Ambrose put his head a little sideways, as he did when he was saying his catechism, or when thoughts of exceptional nobility occurred to him.
“Well, I have thought about it,” he said; “but, you see, I am sure it has been a great expense to papa to bring me out here, and he never would have come out himself if I hadn’t been ill, and I should have to pay a subscription, shouldn’t I, if I passed? Papa isn’t going in for it either, and, of course, he could pass as easy as anything if he tried, couldn’t he?”
“Oh! that’s all right, then,” said Hugh, neglecting this last topic. “I’ll pay your subscription for you, if you get through.”
Ambrose clapped his hands together—he had caught it from Mrs. Owen—and forgetting that he was on skates tried to jump in the air to show his joy. He fell down instead, but even at the moment of contact continued to talk in his penetrating treble.
“Oh, thank you, Uncle Hugh!” he cried. “How kind everybody is to me! I shall go and practise at once. Oh, my spectacles have fallen off! Would you please give them me, as I promised papa never to look at anything out-of-doors without them, so I must shut my eyes till I have them on again.”
Canon Alington and Ambrose had been here a fortnight, for the Canon had long wanted to spend a winter in Switzerland, and the fact that Ambrose, who had been a good deal pulled down by an attack of scarlatina, was advised to go to some bracing place, made a duty of what he had only thought of as a pleasure. He himself, too, so Agnes assured him, had been much tried by incessant work and a very rainy autumn in England, and reminding him how his fortnight’s yachting in the summer had set him up, she urged him to go and be set up again. In fact, the idea of its being a pleasure at all had long faded from his memory. Agnes recommended it for him, just as the doctor recommended it for Ambrose. It was a necessary expense, heavy, no doubt, but unavoidable. But they had come out second-class and lived on the fifth floor. Also—it really seemed providential—the resident chaplain at Davos had been taken ill a fortnight ago, and Canon Alington, saying that he had gone back to his own curate-days, had taken his place at the current stipend. He had preached last Sunday, taking for his text “Oh, ye ice and snow, bless ye the Lord!” Hugh, to his own malicious satisfaction, had guessed what the text would be, and, indeed, betted on the subject with Peggy (she had bet on “Oh, ye mountains and hills”) before it was given out. He won five francs, and put them in the offertory.

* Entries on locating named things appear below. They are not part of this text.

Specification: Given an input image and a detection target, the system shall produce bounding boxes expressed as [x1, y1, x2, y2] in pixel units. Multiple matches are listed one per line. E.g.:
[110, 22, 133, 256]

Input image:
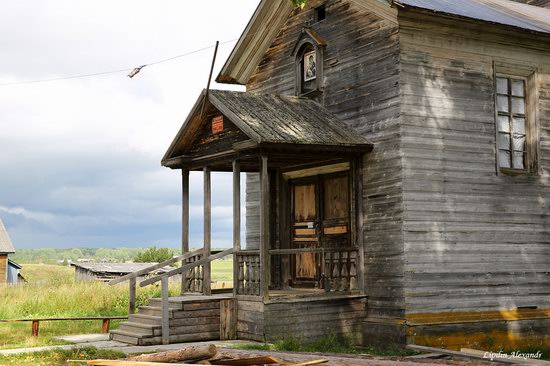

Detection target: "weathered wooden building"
[71, 263, 169, 282]
[0, 220, 24, 285]
[113, 0, 550, 348]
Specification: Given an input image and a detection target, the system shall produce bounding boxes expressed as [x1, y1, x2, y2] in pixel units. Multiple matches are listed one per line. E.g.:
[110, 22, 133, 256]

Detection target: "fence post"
[128, 277, 136, 315]
[161, 276, 170, 344]
[32, 320, 40, 337]
[101, 319, 111, 333]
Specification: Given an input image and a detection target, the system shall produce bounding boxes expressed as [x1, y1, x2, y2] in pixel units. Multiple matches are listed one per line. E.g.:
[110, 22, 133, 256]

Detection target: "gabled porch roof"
[162, 90, 373, 171]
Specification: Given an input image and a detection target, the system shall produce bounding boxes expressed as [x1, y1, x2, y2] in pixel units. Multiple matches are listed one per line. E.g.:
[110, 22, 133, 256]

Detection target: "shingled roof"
[210, 90, 370, 146]
[0, 219, 15, 254]
[216, 0, 550, 85]
[394, 0, 550, 33]
[162, 90, 372, 164]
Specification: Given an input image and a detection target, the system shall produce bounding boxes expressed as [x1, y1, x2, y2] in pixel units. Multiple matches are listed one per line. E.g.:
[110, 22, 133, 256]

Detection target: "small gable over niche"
[292, 28, 327, 96]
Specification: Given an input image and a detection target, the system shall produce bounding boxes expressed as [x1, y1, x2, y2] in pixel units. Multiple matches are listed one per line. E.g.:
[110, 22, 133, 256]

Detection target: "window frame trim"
[493, 62, 540, 176]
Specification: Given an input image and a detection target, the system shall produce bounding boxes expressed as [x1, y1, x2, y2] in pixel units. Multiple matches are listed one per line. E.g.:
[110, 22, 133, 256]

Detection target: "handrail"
[269, 247, 359, 255]
[0, 316, 128, 337]
[109, 249, 204, 286]
[139, 248, 235, 287]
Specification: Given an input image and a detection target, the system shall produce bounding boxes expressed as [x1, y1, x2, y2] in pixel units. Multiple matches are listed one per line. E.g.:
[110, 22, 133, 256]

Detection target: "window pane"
[512, 98, 525, 114]
[512, 118, 525, 135]
[497, 96, 510, 113]
[498, 133, 510, 150]
[514, 151, 525, 169]
[514, 134, 525, 151]
[512, 80, 525, 97]
[498, 116, 510, 133]
[497, 78, 508, 94]
[498, 150, 512, 168]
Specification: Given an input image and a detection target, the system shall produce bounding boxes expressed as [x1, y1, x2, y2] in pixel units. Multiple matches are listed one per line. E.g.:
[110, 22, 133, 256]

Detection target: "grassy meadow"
[0, 260, 233, 349]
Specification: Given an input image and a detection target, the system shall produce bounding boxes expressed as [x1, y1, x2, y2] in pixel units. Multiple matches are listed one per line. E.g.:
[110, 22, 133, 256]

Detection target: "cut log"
[211, 356, 279, 366]
[281, 359, 328, 366]
[128, 344, 218, 362]
[81, 360, 202, 366]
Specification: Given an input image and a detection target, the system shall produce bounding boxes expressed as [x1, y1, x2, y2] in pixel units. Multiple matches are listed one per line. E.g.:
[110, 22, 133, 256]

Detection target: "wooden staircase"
[110, 294, 234, 346]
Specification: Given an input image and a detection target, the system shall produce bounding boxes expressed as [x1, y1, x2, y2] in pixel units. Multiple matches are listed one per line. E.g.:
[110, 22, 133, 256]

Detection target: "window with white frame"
[496, 75, 528, 171]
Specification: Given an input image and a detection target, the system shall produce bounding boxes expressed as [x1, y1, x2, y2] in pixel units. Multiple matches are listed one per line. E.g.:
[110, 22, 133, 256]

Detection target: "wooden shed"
[0, 220, 17, 285]
[71, 262, 169, 282]
[112, 0, 550, 350]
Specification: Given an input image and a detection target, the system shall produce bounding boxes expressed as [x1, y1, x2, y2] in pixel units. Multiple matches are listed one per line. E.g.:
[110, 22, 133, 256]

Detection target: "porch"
[110, 91, 372, 342]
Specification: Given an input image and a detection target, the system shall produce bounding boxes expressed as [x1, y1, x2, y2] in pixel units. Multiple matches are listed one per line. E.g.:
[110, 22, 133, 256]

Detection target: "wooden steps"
[110, 294, 233, 346]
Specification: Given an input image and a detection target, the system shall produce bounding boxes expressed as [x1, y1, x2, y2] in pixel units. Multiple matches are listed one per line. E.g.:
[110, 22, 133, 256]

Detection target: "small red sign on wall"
[212, 116, 223, 133]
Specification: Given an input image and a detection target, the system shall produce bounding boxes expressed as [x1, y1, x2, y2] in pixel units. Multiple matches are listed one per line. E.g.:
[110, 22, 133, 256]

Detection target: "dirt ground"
[220, 349, 502, 366]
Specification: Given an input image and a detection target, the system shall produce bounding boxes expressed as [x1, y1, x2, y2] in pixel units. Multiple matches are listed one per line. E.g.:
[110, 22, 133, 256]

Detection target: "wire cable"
[0, 38, 238, 86]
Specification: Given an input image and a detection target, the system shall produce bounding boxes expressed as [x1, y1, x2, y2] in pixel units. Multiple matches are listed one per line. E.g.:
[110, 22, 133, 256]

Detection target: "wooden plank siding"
[0, 254, 8, 285]
[264, 298, 366, 344]
[512, 0, 550, 9]
[246, 0, 404, 342]
[399, 11, 550, 348]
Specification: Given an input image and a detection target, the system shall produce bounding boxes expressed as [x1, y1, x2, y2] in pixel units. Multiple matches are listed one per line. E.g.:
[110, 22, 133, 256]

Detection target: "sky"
[0, 0, 259, 249]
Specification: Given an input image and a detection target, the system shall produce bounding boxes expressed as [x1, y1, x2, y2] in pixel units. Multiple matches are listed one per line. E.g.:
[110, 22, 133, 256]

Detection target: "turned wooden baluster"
[349, 252, 357, 291]
[340, 252, 349, 291]
[237, 255, 245, 295]
[244, 255, 252, 295]
[332, 253, 340, 291]
[197, 266, 204, 292]
[254, 256, 261, 296]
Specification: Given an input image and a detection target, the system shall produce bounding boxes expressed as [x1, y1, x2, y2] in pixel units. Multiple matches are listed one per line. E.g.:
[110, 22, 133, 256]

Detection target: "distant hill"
[10, 248, 179, 264]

So Ambrose retired into a corner to practise for his test, and soon Peggy returned on her majestic outside-back. She, too, saw the difference in Hugh this morning, and his almost solemn joy over Ambrose’s conversation rang true.
“For the cream of it is,” said Hugh, “that for years and years the admirable Dick has swaggered to me about his skating, because, you see, there have been no frosts in England. Oh! perhaps that is unfair, because the first day he came out here he paraded the rink doing what I think he called Dutch roll. Anyhow, both feet were on the ice simultaneously. But nobody was very much struck; here they prefer skating on one foot at a time, you see. So foolish!”
Peggy gave a long sigh.
“Oh, Ice and Snow!” she exclaimed. “I beg your pardon. Go on.”